The song "To Dream the Impossible Dream" has become part of the musical literature of Broadway. It encapsulates the hopes of Don Quixote as portrayed in the multiple Tony Award winning musical "Man of La Mancha" with music by Mitch Leigh, lyrics by Joe Darion and book by Dale Wasserman.

Camelot Theatre Company in Talent has chosen the show as the first musical of its 2007 season. "Man of La Mancha" will preview at 8 p.m. Wednesday, March 14, and Thursday, March 15, with tickets at $12.

Opening night will be at 8 p.m. Friday, March 16. The show will run at 8 p.m. Thursdays, Fridays and Saturdays and 2 p.m. Sundays through April 15. There will be a pay-what-you-can performance at 8 p.m. Wednesday, March 21.

The Broadway production won five Tony Awards including Best Musical, Best Composer and Best Lyricist, as well as the New York Drama Critics Circle Award for Best Musical. "Man of La Mancha" is set in 16th century Spain and based on Cervantes' poignant novel "Don Quixote,"about a dying old knight with an impossible dream: to see things not as they are, but as they ought to be.

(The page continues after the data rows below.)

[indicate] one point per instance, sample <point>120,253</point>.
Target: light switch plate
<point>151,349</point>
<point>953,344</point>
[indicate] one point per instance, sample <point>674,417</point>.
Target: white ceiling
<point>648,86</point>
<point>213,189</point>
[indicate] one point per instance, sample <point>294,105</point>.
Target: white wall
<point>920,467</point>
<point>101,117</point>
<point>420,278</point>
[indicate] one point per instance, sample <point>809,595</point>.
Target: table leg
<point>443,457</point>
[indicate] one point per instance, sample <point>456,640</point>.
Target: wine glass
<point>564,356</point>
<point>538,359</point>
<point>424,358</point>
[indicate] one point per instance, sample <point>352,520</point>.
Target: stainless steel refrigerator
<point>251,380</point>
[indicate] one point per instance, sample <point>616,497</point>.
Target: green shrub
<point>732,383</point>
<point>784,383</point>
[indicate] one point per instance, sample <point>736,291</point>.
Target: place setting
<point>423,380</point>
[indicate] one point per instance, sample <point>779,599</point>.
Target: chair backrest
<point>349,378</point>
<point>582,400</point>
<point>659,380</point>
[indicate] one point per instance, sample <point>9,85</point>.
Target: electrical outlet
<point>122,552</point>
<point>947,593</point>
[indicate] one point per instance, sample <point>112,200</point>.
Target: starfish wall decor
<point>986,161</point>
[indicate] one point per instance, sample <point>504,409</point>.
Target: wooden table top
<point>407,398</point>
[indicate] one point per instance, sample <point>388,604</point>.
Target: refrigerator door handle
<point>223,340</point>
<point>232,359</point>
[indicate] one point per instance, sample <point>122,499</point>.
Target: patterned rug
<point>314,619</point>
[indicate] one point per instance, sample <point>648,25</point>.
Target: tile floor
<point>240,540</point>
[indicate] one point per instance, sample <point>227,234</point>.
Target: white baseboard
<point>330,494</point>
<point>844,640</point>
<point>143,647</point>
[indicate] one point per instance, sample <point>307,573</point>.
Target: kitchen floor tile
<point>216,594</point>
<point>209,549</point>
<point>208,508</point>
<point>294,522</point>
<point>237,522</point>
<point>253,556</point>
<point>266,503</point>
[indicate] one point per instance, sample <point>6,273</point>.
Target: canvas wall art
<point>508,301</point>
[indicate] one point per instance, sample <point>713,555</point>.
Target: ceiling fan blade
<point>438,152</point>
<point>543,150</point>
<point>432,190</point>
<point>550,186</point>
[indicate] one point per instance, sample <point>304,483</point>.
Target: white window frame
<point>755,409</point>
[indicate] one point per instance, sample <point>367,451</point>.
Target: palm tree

Camelot's Artistic Director Livia Genise directs, Karl Iverson provides musical direction and choreography is by Audrey Flint. "Man of La Mancha" features Don Matthews as Miguel De Cervantes/Don Quixote, Keith Fuller as Sancho Panza, Renee Hewitt as Aldonza/Dulcinea and Paul Jones as The Governor/Innkeeper.

A voice teacher and member of the music faculty at SOU, Matthews has appeared on stage at Camelot as Frederick Eggerman in "A Little Night Music," Lancelot in "Camelot" and Father in "Children of Eden." The NPR morning voice on The Classics and News Service, Matthews also has appeared in numerous Rogue Valley productions, including "South Pacific," "The Fantasticks," and "Our Town."

Keith Fuller is making his Camelot debut after more than 20 years as a musician. He has performed roles in "Godspell," "Fiddler on the Roof," "Little Shop of Horrors," "Christmas Tuna," "Elephant Man" and several others. He spends his days as "Kuzin Keith" on KRRM 94.7 FM.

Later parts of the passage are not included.